# attaching methods for embroidery patches?



## jray909 (Jul 4, 2007)

i'm starting to make patches with my singer ce350 but need some opinions. I have a 16x20 heat press and i want to press the patches on my pieces. i went to a fabric store and bought this patch glue cleverly called "Patch Attach". but it calls for an iron. aside from sewing on the patches, is there a more "commercial/industrial" way to stick this on my pieces (tshirts/bags/etc) using my heat press. I mean, i have the heat press; might as well use it. 

which kinda leaves me to ask a second question. at what temp, pressure, and time should a i press at? i'm presuming i need a silicon or teflon sheet so I don't burn the patch itself, right?


----------



## LUV DEM TIGERS (Jul 25, 2008)

I would think that if an iron would work then a heat press would.
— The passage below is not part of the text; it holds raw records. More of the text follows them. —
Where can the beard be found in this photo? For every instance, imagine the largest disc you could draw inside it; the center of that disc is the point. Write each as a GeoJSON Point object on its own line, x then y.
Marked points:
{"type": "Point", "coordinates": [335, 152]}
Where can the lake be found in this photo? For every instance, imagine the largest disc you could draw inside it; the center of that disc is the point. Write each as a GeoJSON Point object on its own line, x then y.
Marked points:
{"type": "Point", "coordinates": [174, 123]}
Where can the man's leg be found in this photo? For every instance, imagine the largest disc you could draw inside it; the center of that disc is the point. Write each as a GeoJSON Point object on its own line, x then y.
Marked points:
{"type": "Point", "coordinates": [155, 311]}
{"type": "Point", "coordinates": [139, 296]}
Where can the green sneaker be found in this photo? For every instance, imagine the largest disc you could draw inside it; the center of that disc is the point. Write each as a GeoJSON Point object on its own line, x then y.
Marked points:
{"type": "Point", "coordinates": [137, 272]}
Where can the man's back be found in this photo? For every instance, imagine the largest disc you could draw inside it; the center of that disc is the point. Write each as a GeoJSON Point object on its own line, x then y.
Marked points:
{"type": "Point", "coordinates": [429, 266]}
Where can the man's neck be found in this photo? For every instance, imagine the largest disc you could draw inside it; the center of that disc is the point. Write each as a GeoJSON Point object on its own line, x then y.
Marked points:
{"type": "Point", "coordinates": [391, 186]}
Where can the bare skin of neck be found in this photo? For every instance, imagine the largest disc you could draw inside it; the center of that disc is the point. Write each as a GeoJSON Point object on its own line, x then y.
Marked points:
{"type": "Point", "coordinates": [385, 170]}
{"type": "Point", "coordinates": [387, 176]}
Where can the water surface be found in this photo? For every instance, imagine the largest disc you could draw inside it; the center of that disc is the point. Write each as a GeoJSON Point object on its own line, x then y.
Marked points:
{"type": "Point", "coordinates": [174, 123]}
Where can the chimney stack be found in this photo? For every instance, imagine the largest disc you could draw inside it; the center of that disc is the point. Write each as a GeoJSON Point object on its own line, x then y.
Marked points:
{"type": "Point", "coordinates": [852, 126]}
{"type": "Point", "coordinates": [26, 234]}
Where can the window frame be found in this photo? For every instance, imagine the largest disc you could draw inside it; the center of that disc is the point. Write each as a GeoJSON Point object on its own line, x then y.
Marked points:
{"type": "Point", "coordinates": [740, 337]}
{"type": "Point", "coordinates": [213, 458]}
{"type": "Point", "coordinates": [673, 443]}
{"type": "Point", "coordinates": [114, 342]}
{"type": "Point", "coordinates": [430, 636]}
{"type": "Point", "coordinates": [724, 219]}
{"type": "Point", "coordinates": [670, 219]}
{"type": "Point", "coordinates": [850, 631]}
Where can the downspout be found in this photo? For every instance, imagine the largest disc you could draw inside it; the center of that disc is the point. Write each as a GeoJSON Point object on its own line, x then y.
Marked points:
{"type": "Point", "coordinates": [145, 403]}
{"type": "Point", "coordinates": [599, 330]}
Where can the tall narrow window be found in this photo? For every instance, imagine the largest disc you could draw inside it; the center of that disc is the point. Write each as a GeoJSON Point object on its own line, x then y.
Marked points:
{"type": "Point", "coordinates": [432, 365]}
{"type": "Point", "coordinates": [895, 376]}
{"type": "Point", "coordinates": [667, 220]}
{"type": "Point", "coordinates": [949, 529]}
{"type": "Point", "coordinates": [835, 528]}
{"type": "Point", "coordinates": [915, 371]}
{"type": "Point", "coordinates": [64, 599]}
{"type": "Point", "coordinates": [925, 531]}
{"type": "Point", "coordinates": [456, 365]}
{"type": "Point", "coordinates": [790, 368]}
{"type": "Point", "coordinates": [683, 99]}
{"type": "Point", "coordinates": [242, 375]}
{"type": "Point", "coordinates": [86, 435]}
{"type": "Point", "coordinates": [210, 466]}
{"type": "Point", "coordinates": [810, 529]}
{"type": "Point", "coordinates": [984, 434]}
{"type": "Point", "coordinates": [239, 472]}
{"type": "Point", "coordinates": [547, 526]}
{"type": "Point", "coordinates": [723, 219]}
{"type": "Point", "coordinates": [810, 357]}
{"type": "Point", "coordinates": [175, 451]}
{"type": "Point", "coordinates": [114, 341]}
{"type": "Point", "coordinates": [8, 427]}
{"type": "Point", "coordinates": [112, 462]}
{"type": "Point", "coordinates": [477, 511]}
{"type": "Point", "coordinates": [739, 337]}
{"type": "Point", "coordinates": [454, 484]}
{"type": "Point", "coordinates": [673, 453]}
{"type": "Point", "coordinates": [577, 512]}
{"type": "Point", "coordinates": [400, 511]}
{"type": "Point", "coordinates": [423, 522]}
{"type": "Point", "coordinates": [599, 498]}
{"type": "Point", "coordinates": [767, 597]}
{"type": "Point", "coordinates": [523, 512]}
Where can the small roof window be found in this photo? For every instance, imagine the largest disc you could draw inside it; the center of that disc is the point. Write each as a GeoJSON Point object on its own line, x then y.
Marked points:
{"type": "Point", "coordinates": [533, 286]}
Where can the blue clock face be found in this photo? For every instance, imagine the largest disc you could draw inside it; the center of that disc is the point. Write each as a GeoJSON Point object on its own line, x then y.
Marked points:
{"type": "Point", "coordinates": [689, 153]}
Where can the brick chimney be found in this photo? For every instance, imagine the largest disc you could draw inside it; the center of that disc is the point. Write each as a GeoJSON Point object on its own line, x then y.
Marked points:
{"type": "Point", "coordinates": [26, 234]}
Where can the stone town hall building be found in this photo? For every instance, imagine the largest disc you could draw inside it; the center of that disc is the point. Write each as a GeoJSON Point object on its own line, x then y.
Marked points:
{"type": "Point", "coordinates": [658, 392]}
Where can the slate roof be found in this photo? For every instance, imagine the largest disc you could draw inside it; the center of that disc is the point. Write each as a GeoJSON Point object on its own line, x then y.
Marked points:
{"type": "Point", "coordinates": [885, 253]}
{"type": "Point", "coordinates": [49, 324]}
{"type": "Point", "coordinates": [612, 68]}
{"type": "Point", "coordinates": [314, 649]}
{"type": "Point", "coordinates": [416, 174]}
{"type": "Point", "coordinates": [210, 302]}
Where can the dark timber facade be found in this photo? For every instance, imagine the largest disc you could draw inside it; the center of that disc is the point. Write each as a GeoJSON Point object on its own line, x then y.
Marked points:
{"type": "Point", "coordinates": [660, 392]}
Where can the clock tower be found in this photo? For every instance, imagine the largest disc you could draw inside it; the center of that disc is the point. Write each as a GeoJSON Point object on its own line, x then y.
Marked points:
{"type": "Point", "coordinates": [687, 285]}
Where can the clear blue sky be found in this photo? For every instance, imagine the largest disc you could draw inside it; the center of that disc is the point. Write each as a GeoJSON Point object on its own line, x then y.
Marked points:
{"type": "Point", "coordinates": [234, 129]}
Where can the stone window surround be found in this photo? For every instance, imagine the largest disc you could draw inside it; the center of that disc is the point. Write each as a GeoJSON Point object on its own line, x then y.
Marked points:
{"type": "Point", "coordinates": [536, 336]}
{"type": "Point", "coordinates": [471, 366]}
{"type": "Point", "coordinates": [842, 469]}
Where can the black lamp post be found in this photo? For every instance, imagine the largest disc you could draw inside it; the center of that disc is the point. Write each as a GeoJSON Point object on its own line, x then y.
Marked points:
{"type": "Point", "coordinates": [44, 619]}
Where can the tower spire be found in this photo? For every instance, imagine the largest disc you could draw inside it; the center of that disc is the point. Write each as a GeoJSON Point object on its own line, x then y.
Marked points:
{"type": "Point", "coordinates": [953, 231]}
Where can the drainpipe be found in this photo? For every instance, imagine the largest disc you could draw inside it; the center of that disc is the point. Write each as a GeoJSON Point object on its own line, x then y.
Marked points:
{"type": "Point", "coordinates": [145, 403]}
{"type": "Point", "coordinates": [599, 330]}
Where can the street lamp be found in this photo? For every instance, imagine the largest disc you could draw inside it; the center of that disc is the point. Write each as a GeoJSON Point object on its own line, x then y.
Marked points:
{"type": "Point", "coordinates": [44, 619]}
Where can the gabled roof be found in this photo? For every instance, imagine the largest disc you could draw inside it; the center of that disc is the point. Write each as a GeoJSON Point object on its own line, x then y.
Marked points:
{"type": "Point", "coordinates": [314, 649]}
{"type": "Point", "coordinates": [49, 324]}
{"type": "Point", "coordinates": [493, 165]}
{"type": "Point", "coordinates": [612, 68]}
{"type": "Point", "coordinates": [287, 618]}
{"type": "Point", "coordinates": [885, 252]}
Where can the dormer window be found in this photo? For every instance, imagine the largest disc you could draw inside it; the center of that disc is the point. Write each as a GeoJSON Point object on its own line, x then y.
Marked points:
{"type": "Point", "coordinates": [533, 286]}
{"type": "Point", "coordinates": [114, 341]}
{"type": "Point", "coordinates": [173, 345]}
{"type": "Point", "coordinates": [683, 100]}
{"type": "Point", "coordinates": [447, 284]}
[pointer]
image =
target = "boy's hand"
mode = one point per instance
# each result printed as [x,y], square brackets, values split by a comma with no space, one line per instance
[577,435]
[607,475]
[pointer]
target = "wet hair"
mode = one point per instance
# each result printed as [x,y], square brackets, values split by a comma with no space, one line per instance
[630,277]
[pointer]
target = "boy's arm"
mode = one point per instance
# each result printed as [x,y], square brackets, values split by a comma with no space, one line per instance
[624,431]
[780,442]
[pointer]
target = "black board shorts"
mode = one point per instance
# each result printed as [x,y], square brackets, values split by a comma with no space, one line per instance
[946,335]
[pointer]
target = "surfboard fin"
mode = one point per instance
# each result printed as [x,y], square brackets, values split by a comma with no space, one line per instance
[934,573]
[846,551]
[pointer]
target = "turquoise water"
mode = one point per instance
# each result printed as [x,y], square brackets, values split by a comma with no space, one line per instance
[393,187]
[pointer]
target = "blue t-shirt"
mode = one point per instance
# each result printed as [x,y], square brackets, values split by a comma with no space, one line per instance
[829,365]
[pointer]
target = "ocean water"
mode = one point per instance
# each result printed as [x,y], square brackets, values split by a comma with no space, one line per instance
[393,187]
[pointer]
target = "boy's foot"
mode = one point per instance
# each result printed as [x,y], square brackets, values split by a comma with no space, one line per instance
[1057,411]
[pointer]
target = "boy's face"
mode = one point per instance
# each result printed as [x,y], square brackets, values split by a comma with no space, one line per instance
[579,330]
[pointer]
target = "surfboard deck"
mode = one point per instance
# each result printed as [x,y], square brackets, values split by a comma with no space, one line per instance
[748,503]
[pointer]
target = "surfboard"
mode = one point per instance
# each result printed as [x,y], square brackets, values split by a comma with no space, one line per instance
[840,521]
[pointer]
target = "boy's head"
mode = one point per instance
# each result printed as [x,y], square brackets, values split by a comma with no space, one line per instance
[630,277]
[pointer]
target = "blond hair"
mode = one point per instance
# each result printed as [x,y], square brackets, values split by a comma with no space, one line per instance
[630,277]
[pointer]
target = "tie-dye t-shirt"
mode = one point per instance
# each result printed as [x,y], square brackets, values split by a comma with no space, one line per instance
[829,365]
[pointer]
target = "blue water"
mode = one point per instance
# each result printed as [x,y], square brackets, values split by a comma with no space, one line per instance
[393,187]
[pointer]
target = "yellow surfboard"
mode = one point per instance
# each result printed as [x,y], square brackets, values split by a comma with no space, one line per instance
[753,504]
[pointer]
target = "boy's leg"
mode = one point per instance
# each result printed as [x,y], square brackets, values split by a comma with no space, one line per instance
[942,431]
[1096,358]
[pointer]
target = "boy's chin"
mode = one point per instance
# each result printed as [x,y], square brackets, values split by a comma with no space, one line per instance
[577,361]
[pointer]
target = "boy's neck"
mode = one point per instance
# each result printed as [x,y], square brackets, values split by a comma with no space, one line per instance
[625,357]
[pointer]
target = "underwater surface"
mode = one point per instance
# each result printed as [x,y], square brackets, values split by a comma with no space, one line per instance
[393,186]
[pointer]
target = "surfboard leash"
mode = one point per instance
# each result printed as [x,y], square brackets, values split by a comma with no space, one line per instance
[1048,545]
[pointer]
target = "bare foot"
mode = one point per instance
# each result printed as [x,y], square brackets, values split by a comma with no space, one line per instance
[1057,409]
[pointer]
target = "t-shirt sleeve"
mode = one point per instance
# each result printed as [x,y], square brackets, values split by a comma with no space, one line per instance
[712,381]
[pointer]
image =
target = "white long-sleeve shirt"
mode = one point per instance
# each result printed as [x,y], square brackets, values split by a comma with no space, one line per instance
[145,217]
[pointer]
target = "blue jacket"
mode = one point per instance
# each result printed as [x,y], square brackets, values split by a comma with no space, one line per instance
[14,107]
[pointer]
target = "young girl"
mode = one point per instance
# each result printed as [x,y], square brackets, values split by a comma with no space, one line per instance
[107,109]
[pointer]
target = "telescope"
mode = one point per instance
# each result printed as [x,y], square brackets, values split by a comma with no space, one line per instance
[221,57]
Most of those items sold in fabric stores are for "home use" and since most people don't have a heat press in their house, but have an iron, I am sure the directions are written for the iron.


----------



## EnMartian (Feb 14, 2008)

We make blank patches with a polyurethane heat seal backing and those can be attached with a heat press. We buy a lot of the backing since we make the patches in bulk. We don't currently offer the heat seal backing by itself on our web site, but we do sell it. PM me if you're interested. 

Also, if you use our backing, you press at 370 degrees for about 12 seconds. I'm not sure of the pressure.


----------



## splathead (Dec 4, 2005)

I would take Kristine's advice. Stay away from those hobbyist solutions. It will make your patch area hard and brittle. Not to mention it's super expensive for production work.


----------



## cmdslick (Apr 4, 2007)

I know this is a huge bump on this thread that is really old... so no one give me a hard time. But for those who are searching, I found this article helpful. It gives advice for both an iron and a heat press.

How to Iron On a Patch - Patch Blog

hope this helps.


----------